(stoa0022a) by AlisonBabeu · Pull Request #387 · OpenGreekAndLatin/csel-dev

AlisonBabeu · 2022-04-12T17:31:44Z

Converted stoa0040a (Pseudo-Augustine) to stoa0022a *(Ambrosiaster), re long ago issue #305.
While had created catalog_data for this edition at the time had no way to change the data.
Renumbered file and also combined the two-only one work.

Converted stoa0040a (Pseudo-Augustine) to stoa0022a *(Ambrosiaster), re long ago issue #305. While had created catalog_data for this edition at the time had no way to change the data. Renumbered file and also combined the two-only one work.

lcerrato · 2022-04-12T19:15:20Z

@AlisonBabeu
It looks like you added books to stoa0022a.stoa001.opp-lat1.xml, is that correct? There are some oddly named divs in this file.
This isn't going to work as you've added another level (book) without editing the refs decl or making the old file = book 1.
It's not the just the naming of the sections that is causing the problems.

The comments are also unclear. I'm not sure what files were added or when.
This should probably be a detailed note in the header or in the change log rather than comments in the body.

<!-- End of Work 1-previous TEI-XML files -->
  <!-- Beginnin of SEcond XML file -->

AlisonBabeu · 2022-04-12T19:34:25Z

hi @lcerrato those comments were just for myself as I was combining two XML files I had planned to do further updating.
I hadn't asked for your review yet as I always do because I wanted to see if it worked and if I could figure out fixing it myself before bothering you! :)

This is all one work but there were two XML files, one had the main body and the other had what I guess for lack of a better term are appendices, its very complicated.
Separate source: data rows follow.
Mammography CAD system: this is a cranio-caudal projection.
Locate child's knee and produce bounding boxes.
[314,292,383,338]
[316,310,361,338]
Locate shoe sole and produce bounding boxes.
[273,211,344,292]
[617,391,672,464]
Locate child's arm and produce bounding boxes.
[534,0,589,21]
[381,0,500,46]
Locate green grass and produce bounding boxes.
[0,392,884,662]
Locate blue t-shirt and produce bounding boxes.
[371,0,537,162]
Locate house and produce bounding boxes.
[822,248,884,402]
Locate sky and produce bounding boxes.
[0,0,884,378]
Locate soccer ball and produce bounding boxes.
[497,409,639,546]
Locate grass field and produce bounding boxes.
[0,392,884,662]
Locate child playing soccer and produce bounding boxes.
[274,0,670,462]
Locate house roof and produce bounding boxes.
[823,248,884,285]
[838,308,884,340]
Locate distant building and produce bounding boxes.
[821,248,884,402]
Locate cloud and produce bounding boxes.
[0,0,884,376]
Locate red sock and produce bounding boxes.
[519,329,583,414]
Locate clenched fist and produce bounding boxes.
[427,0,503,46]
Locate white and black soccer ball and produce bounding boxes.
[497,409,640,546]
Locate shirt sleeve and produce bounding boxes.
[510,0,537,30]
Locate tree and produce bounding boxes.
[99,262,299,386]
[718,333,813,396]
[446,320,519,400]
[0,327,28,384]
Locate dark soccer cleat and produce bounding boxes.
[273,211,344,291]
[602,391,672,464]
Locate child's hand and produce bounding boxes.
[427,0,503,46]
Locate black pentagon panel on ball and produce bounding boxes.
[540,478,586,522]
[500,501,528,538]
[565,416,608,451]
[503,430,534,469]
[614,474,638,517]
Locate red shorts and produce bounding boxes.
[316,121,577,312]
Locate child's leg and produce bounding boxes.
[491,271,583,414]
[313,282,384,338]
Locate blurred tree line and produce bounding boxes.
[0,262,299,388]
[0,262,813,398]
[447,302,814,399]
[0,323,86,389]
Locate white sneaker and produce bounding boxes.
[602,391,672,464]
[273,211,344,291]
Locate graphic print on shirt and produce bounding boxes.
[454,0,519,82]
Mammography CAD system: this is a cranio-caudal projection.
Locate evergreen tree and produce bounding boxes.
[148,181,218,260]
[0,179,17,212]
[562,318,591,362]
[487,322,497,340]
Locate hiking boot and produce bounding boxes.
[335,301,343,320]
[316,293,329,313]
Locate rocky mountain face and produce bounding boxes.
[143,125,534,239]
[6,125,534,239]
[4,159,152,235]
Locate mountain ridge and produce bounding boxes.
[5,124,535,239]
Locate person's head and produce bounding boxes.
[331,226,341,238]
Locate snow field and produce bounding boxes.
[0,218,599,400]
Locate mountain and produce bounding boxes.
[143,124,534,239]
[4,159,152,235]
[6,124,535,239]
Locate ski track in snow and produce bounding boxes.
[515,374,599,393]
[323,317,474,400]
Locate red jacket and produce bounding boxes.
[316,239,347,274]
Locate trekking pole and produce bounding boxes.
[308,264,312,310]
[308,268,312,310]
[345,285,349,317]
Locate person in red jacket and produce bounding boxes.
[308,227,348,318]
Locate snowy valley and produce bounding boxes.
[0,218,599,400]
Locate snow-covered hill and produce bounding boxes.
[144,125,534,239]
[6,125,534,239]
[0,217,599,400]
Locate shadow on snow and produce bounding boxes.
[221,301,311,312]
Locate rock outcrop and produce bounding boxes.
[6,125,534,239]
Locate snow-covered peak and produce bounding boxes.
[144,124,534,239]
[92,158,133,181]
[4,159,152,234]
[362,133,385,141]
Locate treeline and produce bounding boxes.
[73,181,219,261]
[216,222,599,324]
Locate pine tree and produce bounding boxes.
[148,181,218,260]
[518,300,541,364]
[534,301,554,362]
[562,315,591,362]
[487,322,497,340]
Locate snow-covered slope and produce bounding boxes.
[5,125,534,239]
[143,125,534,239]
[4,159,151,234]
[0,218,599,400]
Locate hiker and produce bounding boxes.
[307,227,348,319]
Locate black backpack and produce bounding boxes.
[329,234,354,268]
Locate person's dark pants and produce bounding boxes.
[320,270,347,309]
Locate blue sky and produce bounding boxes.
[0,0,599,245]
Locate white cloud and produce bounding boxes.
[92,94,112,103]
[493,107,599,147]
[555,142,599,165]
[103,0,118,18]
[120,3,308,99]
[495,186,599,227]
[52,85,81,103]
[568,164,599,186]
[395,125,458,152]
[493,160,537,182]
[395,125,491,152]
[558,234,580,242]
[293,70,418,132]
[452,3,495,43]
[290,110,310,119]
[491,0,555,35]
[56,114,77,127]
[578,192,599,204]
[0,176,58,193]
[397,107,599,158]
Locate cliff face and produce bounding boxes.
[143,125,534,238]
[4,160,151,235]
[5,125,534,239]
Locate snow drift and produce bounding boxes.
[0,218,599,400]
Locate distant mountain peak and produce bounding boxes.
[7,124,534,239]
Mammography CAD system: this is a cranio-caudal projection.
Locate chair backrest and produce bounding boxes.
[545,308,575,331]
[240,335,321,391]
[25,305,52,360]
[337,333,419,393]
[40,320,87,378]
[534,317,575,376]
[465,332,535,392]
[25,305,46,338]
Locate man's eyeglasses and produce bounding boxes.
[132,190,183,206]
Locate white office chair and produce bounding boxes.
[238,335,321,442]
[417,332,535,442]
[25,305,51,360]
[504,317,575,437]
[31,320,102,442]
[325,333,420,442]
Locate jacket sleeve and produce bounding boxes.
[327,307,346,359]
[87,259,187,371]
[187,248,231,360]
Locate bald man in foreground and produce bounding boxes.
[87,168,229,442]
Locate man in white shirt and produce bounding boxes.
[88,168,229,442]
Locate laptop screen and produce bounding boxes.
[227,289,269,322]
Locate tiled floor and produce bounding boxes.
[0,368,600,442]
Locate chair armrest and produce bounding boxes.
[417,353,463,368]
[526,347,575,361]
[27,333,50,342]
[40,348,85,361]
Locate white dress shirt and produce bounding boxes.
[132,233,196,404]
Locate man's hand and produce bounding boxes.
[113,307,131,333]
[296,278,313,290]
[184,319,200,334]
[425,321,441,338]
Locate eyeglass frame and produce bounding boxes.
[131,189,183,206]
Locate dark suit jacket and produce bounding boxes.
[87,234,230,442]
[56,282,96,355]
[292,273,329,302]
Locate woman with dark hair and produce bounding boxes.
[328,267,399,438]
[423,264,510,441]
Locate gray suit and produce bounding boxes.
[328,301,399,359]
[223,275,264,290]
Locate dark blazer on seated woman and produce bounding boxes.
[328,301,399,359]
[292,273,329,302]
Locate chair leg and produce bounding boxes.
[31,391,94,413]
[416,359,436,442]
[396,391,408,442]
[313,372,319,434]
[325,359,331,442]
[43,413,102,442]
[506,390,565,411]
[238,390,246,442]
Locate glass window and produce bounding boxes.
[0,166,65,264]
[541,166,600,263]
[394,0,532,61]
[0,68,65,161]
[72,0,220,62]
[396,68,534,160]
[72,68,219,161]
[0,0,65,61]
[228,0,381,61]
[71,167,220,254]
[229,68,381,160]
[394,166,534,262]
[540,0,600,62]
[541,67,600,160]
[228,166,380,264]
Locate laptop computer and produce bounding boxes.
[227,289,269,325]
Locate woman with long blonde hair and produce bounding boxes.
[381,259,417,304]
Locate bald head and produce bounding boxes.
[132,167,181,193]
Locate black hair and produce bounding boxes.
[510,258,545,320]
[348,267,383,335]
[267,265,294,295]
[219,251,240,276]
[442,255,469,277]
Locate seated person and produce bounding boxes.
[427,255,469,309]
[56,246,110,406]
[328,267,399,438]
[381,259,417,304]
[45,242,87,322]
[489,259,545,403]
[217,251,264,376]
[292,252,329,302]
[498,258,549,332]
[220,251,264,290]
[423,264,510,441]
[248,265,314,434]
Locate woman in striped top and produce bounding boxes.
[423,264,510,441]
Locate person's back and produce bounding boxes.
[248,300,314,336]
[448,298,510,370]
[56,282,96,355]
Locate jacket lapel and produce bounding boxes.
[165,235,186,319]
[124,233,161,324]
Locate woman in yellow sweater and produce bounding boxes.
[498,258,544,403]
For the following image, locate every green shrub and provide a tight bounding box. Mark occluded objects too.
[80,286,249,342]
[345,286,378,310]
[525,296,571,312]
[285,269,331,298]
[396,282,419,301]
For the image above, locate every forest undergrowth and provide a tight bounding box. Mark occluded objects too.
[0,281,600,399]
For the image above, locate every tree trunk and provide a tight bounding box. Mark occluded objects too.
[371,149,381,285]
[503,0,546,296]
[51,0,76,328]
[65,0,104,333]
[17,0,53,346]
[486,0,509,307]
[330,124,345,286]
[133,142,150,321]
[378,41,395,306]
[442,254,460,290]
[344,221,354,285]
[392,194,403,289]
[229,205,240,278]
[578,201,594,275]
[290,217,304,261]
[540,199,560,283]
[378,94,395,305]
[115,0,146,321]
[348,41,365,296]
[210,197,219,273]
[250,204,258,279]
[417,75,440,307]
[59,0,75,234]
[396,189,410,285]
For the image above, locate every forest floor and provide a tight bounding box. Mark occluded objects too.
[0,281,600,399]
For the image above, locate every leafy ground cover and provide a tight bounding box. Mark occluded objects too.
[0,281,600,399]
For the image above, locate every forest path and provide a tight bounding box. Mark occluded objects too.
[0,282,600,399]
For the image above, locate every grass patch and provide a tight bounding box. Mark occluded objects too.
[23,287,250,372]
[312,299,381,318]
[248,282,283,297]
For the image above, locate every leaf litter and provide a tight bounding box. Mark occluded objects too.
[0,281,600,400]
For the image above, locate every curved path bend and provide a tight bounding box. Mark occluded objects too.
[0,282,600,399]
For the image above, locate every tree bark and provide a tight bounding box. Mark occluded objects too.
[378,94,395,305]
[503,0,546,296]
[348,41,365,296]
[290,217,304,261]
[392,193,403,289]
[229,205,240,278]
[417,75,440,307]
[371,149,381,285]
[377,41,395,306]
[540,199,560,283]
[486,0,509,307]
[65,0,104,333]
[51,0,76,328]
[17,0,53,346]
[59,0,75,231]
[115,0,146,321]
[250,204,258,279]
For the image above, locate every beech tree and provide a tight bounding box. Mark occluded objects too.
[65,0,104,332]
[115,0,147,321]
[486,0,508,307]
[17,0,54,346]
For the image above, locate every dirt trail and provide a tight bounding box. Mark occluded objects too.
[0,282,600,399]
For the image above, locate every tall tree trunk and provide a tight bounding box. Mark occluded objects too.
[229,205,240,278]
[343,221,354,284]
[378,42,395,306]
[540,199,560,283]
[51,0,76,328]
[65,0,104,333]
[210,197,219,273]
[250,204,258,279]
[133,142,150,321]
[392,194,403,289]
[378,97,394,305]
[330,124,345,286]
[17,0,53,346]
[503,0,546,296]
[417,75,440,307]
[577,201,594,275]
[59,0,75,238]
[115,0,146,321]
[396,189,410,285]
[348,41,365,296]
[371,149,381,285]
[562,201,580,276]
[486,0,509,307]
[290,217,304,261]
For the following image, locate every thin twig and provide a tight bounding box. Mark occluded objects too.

When it first failed I tried changing the names of the sections, the previous names of the two new sections were originally "neu" and "old" or something like that. I spent the better part of an hour trying to think about how to name the next two divs or best combine this file.

lcerrato · 2022-04-12T19:39:51Z

@AlisonBabeu
Let me know if you want to revisit the editing.
For instance, you can name the divs appendix1 or appendix_A orapp_1 etc.

Something that reflects that these are appendices is better than making them books 2 and 3, if they are not books 2 and 3. And would be much better than neu or old. (They could be appendix_new etc.)

You cannot have a . in an n attribute. That was part of the initial issue.

Added change log.

AlisonBabeu · 2022-04-13T14:00:59Z

hi @lcerrato so I changed the divs back to appendix1 and 2 and added a change log but at this point I'm not sure how to fix it. I see in the Travis message for the broken build Forbidden characters found: 'appendix2.29 '" Forgive my ignorance but I can't find what is mean by this in the file anywhere. I know this exact string is not in TEI-XMl file so what am I missing.

lcerrato · 2022-04-13T18:12:35Z

@AlisonBabeu
It won't pass until the refsDecl reflects the correct file structure.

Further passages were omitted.